In his review of our 2004 residential design competition, held in collaboration with the Albuquerque chapter of the American Institute of Architects, Elmo Baca notes that modernist architecture skipped New Mexico. Instead, Santa Fe style, with its branches of Pueblo Revival and Territorial Revival styles, grabbed the popular imagination here and hasn’t let go for a good 80 years.

Yet I wonder how often a local pueblo resident looks at a newly constructed frame/stucco house and thinks, “that doesn’t look anything like my place.” If you ever make the trip out to Sandia Pueblo, or Jemez, or Taos, you will probably find only a few obvious similarities to our suburban homes: brown stucco, protruding roof vigas, outdoor ovens. But the small home blocks—sometimes picturesquely stacked as at Taos Pueblo—the improvised designs, the spontaneous use of whatever materials fell to hand define more of an ethos than a rigid style. You probably won’t see brick floors, “kiva” fireplaces, rope-carved wooden posts, granite kitchen counters, or red tile roofs.

Still, the anglicized versions developed by architects and designers in the early 20th century enunciated a design vocabulary that remains extremely popular today, through every variation from enthusiastic emulation to slavish repetition to experimental exploration. But the cornerstone styles of Pueblo and Territorial revivals continue to define the uniquely New Mexican expression of Southwestern style because they trigger powerful emotional associations.

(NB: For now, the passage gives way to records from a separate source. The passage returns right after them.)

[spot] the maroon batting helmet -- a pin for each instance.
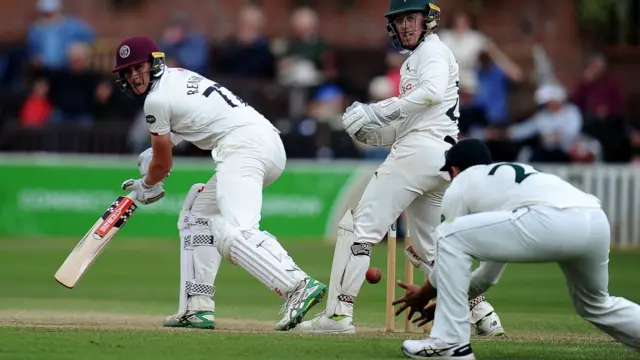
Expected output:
(137, 50)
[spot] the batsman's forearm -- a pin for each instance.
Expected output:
(156, 174)
(422, 97)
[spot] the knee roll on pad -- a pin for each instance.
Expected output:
(350, 262)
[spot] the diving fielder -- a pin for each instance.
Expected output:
(220, 218)
(420, 125)
(509, 212)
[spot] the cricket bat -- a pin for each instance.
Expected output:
(95, 240)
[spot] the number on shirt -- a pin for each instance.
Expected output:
(229, 97)
(521, 174)
(451, 113)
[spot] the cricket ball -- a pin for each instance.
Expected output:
(373, 275)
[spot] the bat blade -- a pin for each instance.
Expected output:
(95, 240)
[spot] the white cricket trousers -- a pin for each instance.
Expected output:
(578, 239)
(247, 159)
(409, 179)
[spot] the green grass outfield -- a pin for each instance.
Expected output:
(116, 309)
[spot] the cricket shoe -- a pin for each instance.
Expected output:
(306, 295)
(434, 348)
(489, 326)
(192, 319)
(322, 324)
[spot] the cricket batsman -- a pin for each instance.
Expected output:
(220, 218)
(420, 126)
(502, 213)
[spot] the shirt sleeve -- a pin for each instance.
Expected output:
(453, 204)
(433, 71)
(157, 115)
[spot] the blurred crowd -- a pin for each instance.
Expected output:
(51, 81)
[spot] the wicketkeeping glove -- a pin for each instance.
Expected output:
(145, 194)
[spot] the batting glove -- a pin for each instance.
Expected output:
(361, 119)
(145, 194)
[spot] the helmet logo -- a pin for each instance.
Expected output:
(125, 51)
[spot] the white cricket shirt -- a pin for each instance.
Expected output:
(196, 109)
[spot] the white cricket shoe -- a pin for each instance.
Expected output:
(434, 348)
(306, 295)
(489, 326)
(322, 324)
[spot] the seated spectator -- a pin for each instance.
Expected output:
(185, 47)
(247, 53)
(37, 109)
(76, 93)
(319, 134)
(493, 87)
(306, 49)
(467, 46)
(50, 37)
(600, 97)
(556, 126)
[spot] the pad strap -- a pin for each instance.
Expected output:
(193, 288)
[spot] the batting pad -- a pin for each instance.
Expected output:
(199, 259)
(350, 263)
(253, 254)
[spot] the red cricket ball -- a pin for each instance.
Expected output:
(373, 275)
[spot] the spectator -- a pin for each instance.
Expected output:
(599, 96)
(37, 109)
(305, 49)
(185, 47)
(467, 45)
(76, 93)
(556, 126)
(319, 134)
(50, 37)
(493, 86)
(247, 54)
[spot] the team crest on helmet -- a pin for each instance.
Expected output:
(125, 51)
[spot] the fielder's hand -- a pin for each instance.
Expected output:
(416, 300)
(145, 194)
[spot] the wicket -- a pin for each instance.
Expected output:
(391, 277)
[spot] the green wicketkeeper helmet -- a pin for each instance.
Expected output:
(428, 7)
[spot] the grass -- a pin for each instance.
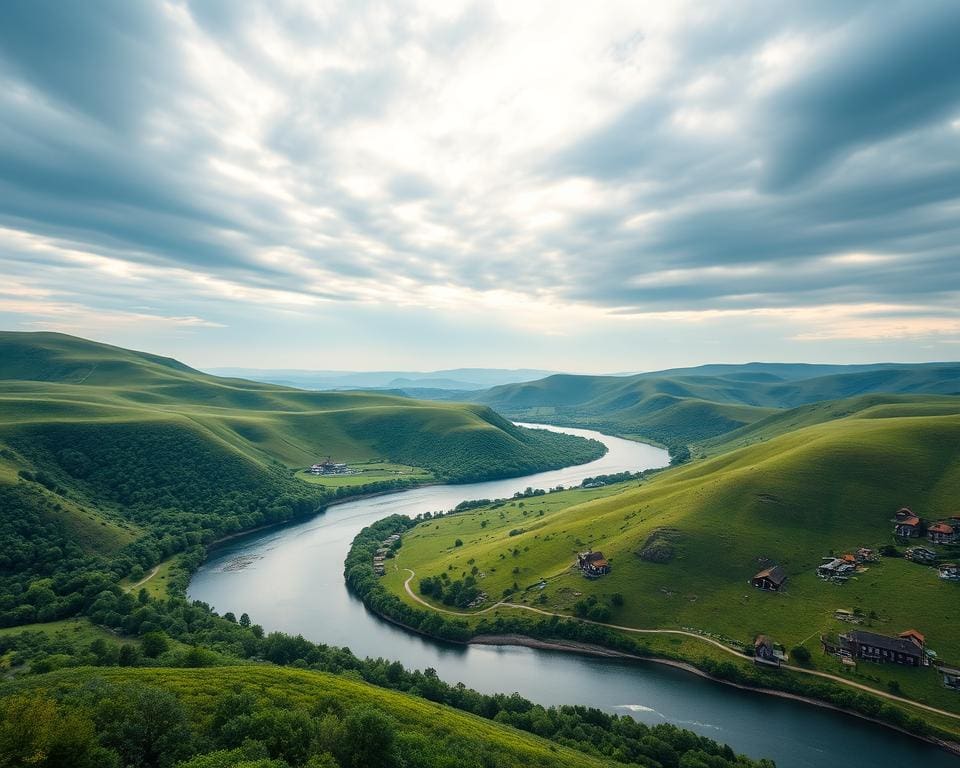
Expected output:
(793, 499)
(690, 406)
(368, 472)
(200, 689)
(120, 439)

They invoke a gentle, unhurried, imaginary time of detours down burro alleys and quiet conversations in shady courtyards. In a sense, it’s the New Mexico we all dream we live in.


Photo © Jack Parsons

Despite the marketeering roots of the style, it stayed around long enough to establish a comforting continuity with the past that still helps maintain regional identity. The founders of Santa Fe style succeeded on a larger scale than they intended, since the look goes far beyond homes in the capital. Other styles may come and go, but if they lack an organic connection to the place, they’ll never stick as defining emblems of New Mexico.

The houses selected for awards by our AIA competition jury represent significant new directions in placed-based architecture, without relying on the sentimentality that nips the heels of boredom with the same ol’, same ol’. The best of the new breed, and perhaps the ones that will gain traction in popular taste, incorporate the lessons of the past, the opportunities of new ideas and new materials, and authentic reactions to and interpretations of the landscape, the culture, and the mood of the times.